Ordinarily, in a case like this, it’s a simple matter to revert the zoning to its original classification, and that’s what initially happened. Seventeen years ago, the Josephine County Board of County Commissioners approved the property owner’s request to revert the zoning to RR-5. However, that didn’t sit well with local land use activists, who oppose all new development and will go to any lengths to prevent it.
They appealed the decision to Land Use Board of Appeals (LUBA), based on technicalities that weren’t related to any deficiencies in the case at hand, but rather to deficiencies in county zoning code descriptions. Nevertheless, every new appeal, and the subsequent hearings, raises the ante for the property owners, who have to hire land use consultants, surveyors, soil scientists, and legal representation. And it costs the county a lot of money, too.
Realizing the land use activists would never give up, the county decided it would be easier to appease them than to fight them. So they started raising the burden of proof on the property owners, in hopes that they would be more likely to back down. However, the property owners had right on their side and they knew it. Last March, the county created a new ad hoc zoning classification of RR-15, arbitrarily limiting the number of houses that could be built on the property from about 30 to a maximum of 10. This appeased the land use activists, but it turned out not to be legal. A new hearing was granted and scheduled for October.
At the new hearing, the property owners were required to satisfy an even higher burden of proof on the carrying capacity of the land, in addition producing a subdivision plan, which is normally not required in a zoning hearing. They anted up $30,000 for the subdivision plan and dutifully brought forth a new slew of experts who testified on soil composition, slope, traffic, well capacity, riparian setbacks, etc. They met every challenge, satisfied every requirement, and made it clear they were not giving up. Members of the local sub-chapter of Americans for Prosperity also showed up, and spoke out on the benefits of the development to the community, the jobs it would create, and the property tax revenue it would generate for the county.
The leader of the land use activists (who had not attended the August hearing because he was in jail for violating a restraining order) threatened, in front of witnesses, to rip the head off of one of the people speaking on behalf of the property owners. The Sheriff was called and arrived to take a report. But, after all the drama was said and done, the Board of Commissioners finally did the right thing, and voted to grant the rezoning to RR-5.
The land use activists immediately declared they would appeal the case to LUBA again, so the property owners will once again have to ante up for a land use attorney to represent them.
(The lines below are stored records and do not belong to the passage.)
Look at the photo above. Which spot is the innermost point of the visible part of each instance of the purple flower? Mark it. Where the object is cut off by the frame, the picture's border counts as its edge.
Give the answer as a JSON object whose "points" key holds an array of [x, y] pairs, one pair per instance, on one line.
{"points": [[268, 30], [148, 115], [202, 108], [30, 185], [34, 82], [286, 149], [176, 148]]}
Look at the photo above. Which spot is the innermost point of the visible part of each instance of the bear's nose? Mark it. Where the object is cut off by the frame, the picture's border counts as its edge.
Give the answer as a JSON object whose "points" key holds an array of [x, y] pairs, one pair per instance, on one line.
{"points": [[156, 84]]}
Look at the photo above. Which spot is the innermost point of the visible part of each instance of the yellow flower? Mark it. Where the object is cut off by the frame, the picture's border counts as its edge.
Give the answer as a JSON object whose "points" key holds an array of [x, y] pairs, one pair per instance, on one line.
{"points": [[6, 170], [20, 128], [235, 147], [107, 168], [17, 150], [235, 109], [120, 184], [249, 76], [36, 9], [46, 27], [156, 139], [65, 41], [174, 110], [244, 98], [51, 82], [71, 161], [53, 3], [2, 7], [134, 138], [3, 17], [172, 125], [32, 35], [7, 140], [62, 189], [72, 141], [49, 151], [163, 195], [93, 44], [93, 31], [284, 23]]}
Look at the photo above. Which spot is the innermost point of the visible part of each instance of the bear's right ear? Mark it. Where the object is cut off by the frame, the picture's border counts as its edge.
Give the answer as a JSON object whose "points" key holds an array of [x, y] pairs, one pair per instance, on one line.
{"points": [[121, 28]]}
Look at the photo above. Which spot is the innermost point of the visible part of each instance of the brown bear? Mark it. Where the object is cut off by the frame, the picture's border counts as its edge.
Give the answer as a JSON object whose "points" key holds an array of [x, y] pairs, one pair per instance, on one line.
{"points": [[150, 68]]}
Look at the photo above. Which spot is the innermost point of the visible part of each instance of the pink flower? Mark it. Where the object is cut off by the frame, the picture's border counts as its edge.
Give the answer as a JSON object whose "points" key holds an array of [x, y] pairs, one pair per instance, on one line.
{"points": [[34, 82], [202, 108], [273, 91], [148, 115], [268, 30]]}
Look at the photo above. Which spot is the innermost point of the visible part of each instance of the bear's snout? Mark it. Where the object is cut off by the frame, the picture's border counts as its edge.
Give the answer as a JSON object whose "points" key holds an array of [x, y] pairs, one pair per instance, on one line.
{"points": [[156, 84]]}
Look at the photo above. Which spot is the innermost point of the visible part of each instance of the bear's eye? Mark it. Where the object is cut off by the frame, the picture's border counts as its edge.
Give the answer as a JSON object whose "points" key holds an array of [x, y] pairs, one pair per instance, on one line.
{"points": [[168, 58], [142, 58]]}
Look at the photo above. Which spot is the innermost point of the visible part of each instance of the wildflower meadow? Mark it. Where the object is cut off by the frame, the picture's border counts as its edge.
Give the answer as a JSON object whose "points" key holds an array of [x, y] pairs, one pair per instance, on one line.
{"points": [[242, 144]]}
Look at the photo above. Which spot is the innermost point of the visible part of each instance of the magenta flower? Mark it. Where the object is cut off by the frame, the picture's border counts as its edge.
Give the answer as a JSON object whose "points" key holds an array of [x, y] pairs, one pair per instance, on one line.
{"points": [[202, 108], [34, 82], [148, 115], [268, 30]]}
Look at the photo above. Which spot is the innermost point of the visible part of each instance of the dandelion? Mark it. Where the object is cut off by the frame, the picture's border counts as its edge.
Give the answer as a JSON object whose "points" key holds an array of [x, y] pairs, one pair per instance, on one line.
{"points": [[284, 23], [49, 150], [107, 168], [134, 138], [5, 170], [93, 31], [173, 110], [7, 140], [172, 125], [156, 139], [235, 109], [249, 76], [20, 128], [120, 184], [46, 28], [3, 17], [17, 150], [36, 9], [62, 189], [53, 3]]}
Assuming they win the appeal, the next step will be the subdivision plan review, with all the pre-application fees, application fees, and permit fees that entails, with the land use activists challenging them at every step of the way.
It has taken this family 17 years, and cost them over $400,000, to get this far. Who knows how much longer it will take, or how much the total costs will run, before they’ll finally be allowed to use their own private property in accordance with its original and appropriate zoning?